MILAN (Reuters) - Africa will rely on non-transgenic crop breeding to boost food output to feed its rapidly growing population in the coming decades but will also need genetically modified products (GM), the head of a pan-African farm think tank said on Wednesday.
The world needs to boost cereals output by 1 billion tonnes and produce 200 million extra tonnes of livestock products a year by 2050 to feed a population projected to rise to 9 billion from about 7 billion now, the United Nations estimates.
Africa’s population is expected to double to about 2 billion people by 2050 and the continent would need to double its food output by that time with some countries having to triple food production, Monty Jones, executive director of Forum for Agricultural Research in Africa (FARA), told Reuters.
“Our future growth is through conventional breeding approach and through the use of biotechnologies which come up with high yields but are not transgenic,” Jones said in an interview on the sidelines of an international food and nutrition forum.
“What we need in Africa is our own, unique “green revolution” calling for interventions in several areas, in crops and livestock. We must learn from mistakes of India,” he said.
The so-called green revolution in the 1960s and 1970s in India and other developing countries boosted farm production yields through intensive practices and new seed varieties drawing praise for helping reduce the number of hungry people and criticism for making farmers dependent on GM seeds.
African countries should use the best results of conventional breeding and “modest”, or non-transgenic, biotechnologies to boost crop yields and make plants resistant to increasing heat and dryness as climate changes, Jones said.
Nerica (New Rice for Africa) rice, a non-GM cross between a high-yielding Asian variety and a hardy African variety has higher yields, shorter growth cycle and more protein content than its parents.
Farmers cultivating Nerica in western and eastern Africa in the past 10 years have doubled and even trippled their yields to up to 4 tonnes per hectare (ha), depending on efficiency of their farms, Jones said.
Jones, who has worked in international agricultural research for the past 24 years, has stopped short of ruling out GM organisms (GMOs) as means to resolve Africa’s hunger and said their use would rise slightly in the coming decades there.
“I don’t think we should exclude genetically modified products.

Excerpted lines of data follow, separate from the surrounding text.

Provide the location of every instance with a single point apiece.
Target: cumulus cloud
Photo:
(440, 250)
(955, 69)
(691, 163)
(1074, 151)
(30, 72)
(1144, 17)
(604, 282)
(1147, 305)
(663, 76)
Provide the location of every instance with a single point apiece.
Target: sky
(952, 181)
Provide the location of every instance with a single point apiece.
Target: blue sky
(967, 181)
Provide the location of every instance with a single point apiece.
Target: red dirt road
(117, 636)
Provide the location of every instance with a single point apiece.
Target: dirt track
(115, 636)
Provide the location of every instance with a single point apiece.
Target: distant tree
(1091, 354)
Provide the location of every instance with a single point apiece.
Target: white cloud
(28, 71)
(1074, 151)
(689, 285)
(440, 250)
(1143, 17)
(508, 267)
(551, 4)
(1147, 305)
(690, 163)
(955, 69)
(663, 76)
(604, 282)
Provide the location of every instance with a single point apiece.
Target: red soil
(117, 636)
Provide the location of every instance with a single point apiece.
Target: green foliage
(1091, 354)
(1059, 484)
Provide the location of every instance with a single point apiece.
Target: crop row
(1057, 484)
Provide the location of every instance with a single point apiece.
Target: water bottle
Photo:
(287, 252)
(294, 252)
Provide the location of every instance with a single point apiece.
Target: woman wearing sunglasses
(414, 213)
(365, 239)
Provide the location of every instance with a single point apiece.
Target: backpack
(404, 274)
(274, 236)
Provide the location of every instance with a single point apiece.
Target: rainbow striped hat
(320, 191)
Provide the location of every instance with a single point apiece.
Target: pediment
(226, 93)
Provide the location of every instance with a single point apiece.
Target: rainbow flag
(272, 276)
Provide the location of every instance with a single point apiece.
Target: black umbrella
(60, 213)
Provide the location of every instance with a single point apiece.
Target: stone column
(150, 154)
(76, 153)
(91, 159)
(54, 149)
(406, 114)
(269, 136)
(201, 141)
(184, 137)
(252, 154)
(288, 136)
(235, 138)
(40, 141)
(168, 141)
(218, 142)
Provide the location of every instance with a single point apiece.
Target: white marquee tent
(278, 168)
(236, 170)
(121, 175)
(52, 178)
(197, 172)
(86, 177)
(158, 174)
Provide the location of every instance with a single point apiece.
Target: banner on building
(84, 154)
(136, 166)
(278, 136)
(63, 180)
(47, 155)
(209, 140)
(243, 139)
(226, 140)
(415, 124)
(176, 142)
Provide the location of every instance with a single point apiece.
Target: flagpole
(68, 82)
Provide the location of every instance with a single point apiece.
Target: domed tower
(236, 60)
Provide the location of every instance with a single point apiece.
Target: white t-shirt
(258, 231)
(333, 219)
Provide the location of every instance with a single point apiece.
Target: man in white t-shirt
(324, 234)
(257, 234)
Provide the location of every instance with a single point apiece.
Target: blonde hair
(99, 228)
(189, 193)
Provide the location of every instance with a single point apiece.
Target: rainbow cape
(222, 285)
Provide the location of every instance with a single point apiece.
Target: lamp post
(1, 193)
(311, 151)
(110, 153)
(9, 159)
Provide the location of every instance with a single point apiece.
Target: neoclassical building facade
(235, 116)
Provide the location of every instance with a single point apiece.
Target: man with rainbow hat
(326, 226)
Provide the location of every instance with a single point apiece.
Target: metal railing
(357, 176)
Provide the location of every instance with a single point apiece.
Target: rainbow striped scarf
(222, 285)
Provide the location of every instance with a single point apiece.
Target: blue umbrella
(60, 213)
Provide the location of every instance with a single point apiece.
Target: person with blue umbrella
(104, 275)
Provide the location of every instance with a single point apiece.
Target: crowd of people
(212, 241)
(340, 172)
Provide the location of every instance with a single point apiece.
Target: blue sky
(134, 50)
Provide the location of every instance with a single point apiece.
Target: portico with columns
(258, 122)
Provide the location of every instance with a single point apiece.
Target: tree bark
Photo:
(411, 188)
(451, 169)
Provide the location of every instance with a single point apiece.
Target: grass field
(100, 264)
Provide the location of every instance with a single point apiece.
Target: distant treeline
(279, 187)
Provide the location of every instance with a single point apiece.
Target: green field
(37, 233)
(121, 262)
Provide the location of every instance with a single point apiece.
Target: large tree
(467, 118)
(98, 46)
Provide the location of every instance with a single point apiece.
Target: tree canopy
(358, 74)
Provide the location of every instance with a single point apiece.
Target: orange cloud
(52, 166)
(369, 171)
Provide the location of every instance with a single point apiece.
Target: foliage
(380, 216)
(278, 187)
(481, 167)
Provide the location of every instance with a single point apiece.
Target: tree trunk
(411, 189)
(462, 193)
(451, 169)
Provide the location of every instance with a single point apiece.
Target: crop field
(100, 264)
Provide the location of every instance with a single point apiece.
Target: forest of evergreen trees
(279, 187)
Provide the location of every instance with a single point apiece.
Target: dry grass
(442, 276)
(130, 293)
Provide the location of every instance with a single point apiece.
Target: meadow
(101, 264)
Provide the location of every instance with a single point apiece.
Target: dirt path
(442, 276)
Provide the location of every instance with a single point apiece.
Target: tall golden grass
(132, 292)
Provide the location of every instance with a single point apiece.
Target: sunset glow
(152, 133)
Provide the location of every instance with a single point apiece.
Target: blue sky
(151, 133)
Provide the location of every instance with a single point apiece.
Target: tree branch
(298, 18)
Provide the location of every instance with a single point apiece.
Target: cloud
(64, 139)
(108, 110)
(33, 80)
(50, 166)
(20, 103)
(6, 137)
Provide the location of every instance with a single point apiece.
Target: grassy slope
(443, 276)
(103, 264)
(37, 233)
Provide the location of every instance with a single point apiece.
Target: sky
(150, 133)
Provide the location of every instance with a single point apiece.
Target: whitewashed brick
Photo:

If they help to increase yields, have stable yields, why not? ... You cannot say “No, I don’t want GMOs” while your people are dying,” he said.
Even if developing countries double food output by 2050, one person in 20, or about 370 million people, would still risk being undernourished, most of whom would be in Africa and Asia, the U.N’s Food and Agriculture Organisation estimates.
GM crops are widely used in major agricultural producers, such as the United States and Brazil, but face staunch opposition in Europe where they are largely seen as potentially risky for human health and environment.
Africans also worry about health problems that GM crops could trigger but so far there has been no evidence of such problems, Jones said.
The spread of GM products in Africa would remain limited in the near term because only six countries on the continent have passed regulations to allow their use and just three of them, Egypt, South Africa and Burkina Faso, commercialise GM crops, Jones said.
The global seed leader Monsanto is the main supplier of GM seeds to those countries but other biotech companies are also active there, he said.